One of the biggest blindspots in my field: light rail is a locally unwanted land use. It’s crazy to say because on the east coasts, proximity to a subway stop is a residential amenity, with land prices and rents reflecting these differences. But light rail hasn’t been treated that way in southern California, with many communities fighting its creation tooth and nail–and winning.
My colleague, Gerald Caiden, and I debated this story the other day:
Gerald is English and a great believer in public transit, and he maintains these folks are just “NIMBYS”–practitioners of the famous Not In My Backyard opposition to projects. It’s interesting how the Construction Authority’s (aka MTA) statement attempts to draw on the anger that people feel towards NIMBYists: the agency is
“extremely disappointed that a small faction of the community seeks to delay the extension of a project that has the overwhelming support of the communities on the Westside.”
In truth, it’s very hard to tell who opposes what and how we should rank those preferences.
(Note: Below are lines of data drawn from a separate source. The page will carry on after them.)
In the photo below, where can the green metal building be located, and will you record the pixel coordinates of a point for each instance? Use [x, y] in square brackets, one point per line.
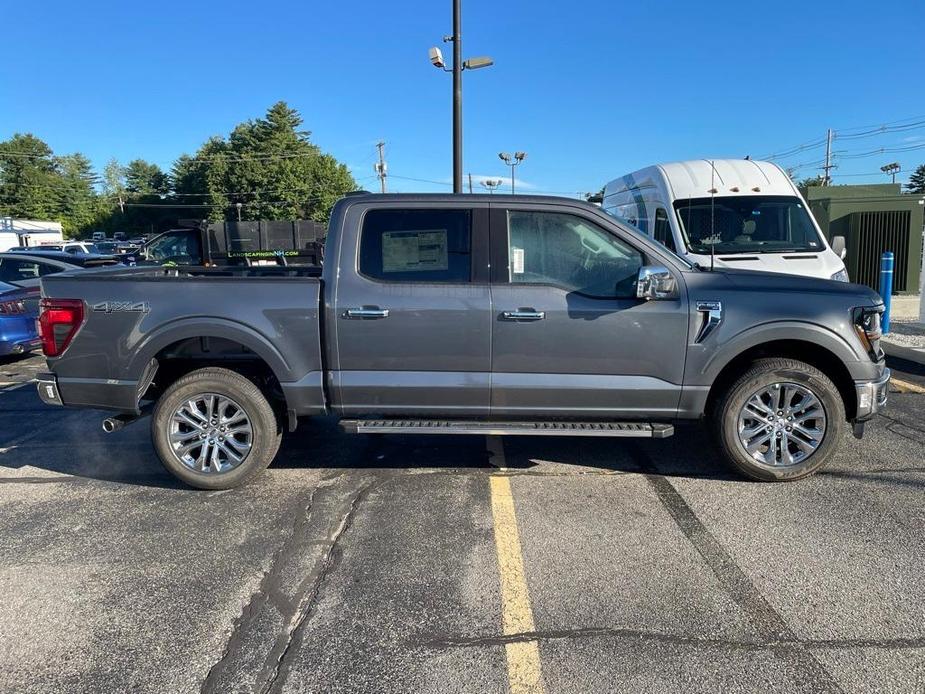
[874, 219]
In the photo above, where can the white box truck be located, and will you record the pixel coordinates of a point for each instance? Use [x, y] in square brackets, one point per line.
[745, 214]
[28, 232]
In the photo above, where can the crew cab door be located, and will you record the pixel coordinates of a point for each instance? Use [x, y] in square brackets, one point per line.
[412, 311]
[570, 339]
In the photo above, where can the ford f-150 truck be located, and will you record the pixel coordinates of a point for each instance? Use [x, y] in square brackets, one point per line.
[443, 314]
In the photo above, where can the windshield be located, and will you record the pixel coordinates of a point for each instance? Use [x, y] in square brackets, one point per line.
[175, 247]
[747, 224]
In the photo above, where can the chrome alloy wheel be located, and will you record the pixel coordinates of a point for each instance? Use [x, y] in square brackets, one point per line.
[782, 424]
[210, 433]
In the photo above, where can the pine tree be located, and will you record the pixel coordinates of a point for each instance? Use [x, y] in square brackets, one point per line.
[916, 182]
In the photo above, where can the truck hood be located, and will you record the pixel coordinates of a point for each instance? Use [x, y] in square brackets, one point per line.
[776, 283]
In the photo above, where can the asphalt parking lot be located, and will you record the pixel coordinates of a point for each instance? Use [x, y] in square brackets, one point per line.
[414, 564]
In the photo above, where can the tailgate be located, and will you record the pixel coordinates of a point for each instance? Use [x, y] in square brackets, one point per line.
[134, 317]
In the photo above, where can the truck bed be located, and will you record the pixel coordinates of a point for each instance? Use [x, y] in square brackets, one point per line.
[257, 314]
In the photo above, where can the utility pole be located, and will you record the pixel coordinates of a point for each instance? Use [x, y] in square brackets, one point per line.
[380, 167]
[491, 184]
[457, 97]
[827, 178]
[436, 59]
[512, 161]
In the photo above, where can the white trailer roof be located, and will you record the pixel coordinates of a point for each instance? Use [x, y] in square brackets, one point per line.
[696, 178]
[29, 226]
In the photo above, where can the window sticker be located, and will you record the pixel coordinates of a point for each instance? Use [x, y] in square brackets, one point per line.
[415, 251]
[517, 260]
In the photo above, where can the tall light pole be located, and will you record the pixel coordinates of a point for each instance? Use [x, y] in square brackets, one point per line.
[436, 58]
[512, 162]
[491, 184]
[891, 169]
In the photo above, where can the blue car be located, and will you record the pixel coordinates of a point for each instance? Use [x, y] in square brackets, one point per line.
[19, 310]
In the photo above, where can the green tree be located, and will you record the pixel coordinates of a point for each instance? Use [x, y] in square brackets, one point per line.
[28, 175]
[145, 179]
[76, 193]
[269, 166]
[807, 183]
[916, 182]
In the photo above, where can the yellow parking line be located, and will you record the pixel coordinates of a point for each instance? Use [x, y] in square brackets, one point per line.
[523, 657]
[906, 387]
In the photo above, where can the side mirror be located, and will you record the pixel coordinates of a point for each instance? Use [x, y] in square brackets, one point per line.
[656, 282]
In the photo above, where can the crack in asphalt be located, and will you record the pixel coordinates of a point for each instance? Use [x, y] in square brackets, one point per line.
[254, 660]
[770, 625]
[328, 562]
[675, 639]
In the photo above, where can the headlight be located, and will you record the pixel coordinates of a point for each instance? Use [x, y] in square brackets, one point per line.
[867, 326]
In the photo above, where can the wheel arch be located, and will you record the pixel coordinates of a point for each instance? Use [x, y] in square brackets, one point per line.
[809, 352]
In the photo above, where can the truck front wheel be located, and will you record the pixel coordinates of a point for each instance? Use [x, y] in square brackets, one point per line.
[780, 420]
[214, 429]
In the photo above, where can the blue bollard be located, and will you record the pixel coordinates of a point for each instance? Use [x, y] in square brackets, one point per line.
[886, 288]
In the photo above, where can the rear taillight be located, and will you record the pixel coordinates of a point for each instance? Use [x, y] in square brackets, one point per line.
[59, 321]
[8, 308]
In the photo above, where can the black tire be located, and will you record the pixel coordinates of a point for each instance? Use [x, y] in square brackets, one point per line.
[264, 436]
[764, 373]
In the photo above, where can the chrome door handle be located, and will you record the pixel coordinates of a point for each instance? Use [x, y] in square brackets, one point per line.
[523, 315]
[366, 313]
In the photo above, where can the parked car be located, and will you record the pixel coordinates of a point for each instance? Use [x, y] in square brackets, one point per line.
[22, 270]
[19, 309]
[729, 212]
[87, 260]
[443, 314]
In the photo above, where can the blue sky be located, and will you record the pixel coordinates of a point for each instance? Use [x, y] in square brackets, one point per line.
[590, 90]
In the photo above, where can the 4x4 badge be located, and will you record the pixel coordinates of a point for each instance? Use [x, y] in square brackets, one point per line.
[121, 307]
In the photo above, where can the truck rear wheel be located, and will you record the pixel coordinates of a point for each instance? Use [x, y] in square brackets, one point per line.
[781, 420]
[214, 429]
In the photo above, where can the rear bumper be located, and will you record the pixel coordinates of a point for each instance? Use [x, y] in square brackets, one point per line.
[47, 387]
[871, 396]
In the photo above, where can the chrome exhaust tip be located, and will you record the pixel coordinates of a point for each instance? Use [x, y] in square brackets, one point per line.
[111, 424]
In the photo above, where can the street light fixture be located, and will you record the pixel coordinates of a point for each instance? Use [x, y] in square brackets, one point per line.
[436, 59]
[512, 162]
[891, 169]
[491, 184]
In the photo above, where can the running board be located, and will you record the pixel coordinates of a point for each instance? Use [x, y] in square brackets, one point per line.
[449, 426]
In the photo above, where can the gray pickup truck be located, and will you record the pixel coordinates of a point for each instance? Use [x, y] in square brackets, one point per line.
[442, 314]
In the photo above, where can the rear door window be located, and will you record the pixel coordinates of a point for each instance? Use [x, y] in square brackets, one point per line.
[417, 245]
[662, 230]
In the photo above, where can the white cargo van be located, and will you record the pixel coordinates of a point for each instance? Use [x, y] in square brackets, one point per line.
[748, 214]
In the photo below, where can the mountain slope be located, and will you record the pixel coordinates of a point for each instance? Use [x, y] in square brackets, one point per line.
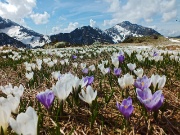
[85, 35]
[20, 33]
[6, 40]
[121, 31]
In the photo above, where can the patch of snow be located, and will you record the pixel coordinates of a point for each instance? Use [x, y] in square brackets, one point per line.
[15, 32]
[175, 40]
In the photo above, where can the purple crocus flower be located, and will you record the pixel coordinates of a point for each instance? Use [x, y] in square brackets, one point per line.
[89, 80]
[46, 98]
[121, 58]
[85, 70]
[117, 71]
[74, 57]
[151, 102]
[155, 54]
[143, 82]
[126, 107]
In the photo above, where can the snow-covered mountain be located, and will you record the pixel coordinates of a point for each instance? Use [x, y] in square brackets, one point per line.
[6, 40]
[85, 35]
[121, 31]
[22, 34]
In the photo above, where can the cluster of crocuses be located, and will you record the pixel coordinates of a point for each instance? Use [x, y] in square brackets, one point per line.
[66, 84]
[25, 123]
[152, 102]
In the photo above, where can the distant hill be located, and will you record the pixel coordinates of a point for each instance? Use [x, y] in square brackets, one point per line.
[85, 35]
[124, 30]
[6, 40]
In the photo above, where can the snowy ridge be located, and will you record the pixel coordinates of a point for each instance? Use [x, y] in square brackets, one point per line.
[121, 31]
[22, 34]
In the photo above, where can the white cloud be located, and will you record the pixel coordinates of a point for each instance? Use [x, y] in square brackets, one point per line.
[56, 30]
[71, 27]
[135, 10]
[170, 15]
[40, 18]
[92, 23]
[16, 10]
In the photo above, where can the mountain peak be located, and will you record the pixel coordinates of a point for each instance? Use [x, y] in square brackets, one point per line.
[126, 29]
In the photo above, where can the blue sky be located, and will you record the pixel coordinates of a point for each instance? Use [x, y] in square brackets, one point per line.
[55, 16]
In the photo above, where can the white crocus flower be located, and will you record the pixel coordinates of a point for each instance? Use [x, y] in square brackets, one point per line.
[7, 89]
[155, 80]
[5, 113]
[56, 75]
[18, 91]
[75, 82]
[30, 75]
[89, 95]
[25, 123]
[139, 72]
[126, 80]
[13, 103]
[131, 66]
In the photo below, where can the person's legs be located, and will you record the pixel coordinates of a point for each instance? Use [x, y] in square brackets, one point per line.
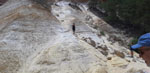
[146, 56]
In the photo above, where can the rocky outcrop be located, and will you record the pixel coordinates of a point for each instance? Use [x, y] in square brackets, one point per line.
[36, 40]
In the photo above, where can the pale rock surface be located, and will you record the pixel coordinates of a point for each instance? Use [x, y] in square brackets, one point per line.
[35, 40]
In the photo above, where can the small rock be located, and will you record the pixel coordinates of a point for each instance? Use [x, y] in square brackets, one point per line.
[109, 58]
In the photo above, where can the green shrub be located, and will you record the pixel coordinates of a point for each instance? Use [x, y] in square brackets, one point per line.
[102, 33]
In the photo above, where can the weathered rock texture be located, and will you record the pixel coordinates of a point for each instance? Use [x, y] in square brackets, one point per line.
[36, 40]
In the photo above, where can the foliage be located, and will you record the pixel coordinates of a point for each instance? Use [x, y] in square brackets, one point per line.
[135, 13]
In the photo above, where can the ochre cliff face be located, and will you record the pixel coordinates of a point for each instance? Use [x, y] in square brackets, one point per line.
[2, 2]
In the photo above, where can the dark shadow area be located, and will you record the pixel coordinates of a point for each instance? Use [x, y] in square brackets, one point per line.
[127, 27]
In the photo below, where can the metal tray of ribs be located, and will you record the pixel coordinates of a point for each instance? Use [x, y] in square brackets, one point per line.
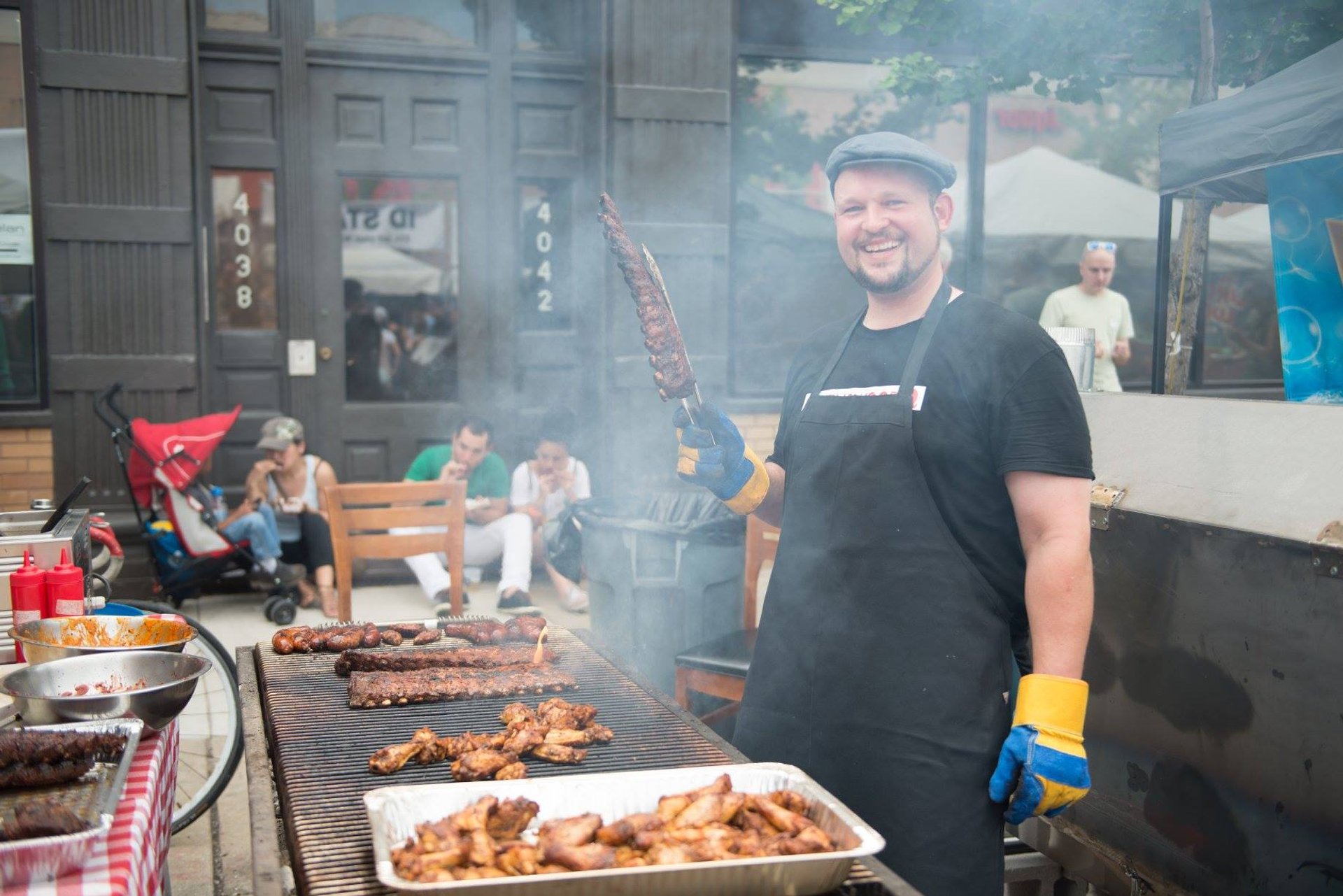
[394, 814]
[85, 805]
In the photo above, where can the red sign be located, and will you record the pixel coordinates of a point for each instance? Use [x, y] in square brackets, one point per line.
[1033, 120]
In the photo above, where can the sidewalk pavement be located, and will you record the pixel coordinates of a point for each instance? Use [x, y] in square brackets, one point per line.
[213, 858]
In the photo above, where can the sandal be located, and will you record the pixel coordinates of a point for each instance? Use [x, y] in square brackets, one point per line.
[306, 594]
[331, 604]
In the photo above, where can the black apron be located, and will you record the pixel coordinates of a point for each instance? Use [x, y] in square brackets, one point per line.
[884, 656]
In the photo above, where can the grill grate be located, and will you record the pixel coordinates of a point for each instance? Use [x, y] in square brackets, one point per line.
[320, 750]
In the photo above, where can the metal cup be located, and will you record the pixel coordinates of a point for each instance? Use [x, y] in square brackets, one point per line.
[1079, 344]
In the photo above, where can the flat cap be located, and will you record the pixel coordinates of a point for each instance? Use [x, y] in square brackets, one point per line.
[886, 145]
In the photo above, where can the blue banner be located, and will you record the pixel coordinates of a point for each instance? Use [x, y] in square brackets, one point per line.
[1306, 214]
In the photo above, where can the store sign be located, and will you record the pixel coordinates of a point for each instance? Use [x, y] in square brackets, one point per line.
[1036, 121]
[15, 239]
[1306, 214]
[406, 226]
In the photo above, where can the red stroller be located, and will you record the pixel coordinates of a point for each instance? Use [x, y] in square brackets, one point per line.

If opposition is limited only those whose house is right by it and that is, of course, a small number, is it really true that those folks have a less legitimate claim just because the rest of us who live farther away like the project? Is that how democratic agencies act toward multiple publics?
And yet project hold-outs are almost always a problem. When is a hold-out a victim or vice versa?
There are plenty of reasons to treat NIMBYism with more respect than it commonly gets. D.J. Lober’s work had a great deal of influence on me: he argued that planners used NIMBYism to downplay community interests in favor of propping up the interests of the state and capital interests.
Lois Takahashi and Micheal Dear also influenced me. NIMBYism is a complicated question; sometimes, it’s legitimate for community members to demand better project design. At others, communities are engaging merely in exclusionary behavior–such as trying to keep out homeless people or AIDS hospices.
One of my PhD students, Sangmin Kim, and I write about these distinctions in a special issue of the International Review of Public Administration. We argue for three things:
a) when the opposition is toward neighborhood environmental change, community interests should be accommodated, even if the project promises regional benefits; perhaps you don’t kill off the project, but you do mitigate and mitigate and mitigate until the project works for everybody;
b) when the community or communities in question is a historically disadvantaged one, they should have additional civil rights protections that increase their compensation levels and control over project outcomes, and
c) when protest concerns keeping people out, then the opposition to projects ceases to be legitimate and becomes exclusionary–and should, therefore, not get their way during locational conflicts.
Sometimes, it’s hard because the project versus people distinction isn’t always easy. Many people oppose transit because they don’t want “those people” in “their neighborhood.” Eyugh.
So the Expo Line meets one of the three criteria; it’s about design problems, not killing the project. The right thing to do here is increase the project cost (though there is, of course, a huge political penalty to doing so) and accommodate the concerns.
I predict that these crossings will be below grade in the end. They should have done so when the same concerns were raised at Dorsey School; now it will look like a patent case of the rich getting what they want.
Lober, D. J. (1995). Why protest? Public behavioral and attitudinal response to siting a waste disposal facility. Policy Studies Journal, 23(3), 499-518.
Takahashi, Lois M. 1998.Homelessness, AIDS, and Stigmatization: The NIMBY Syndrome at the End of the Twentieth Century.Oxford, England: Oxford University Press.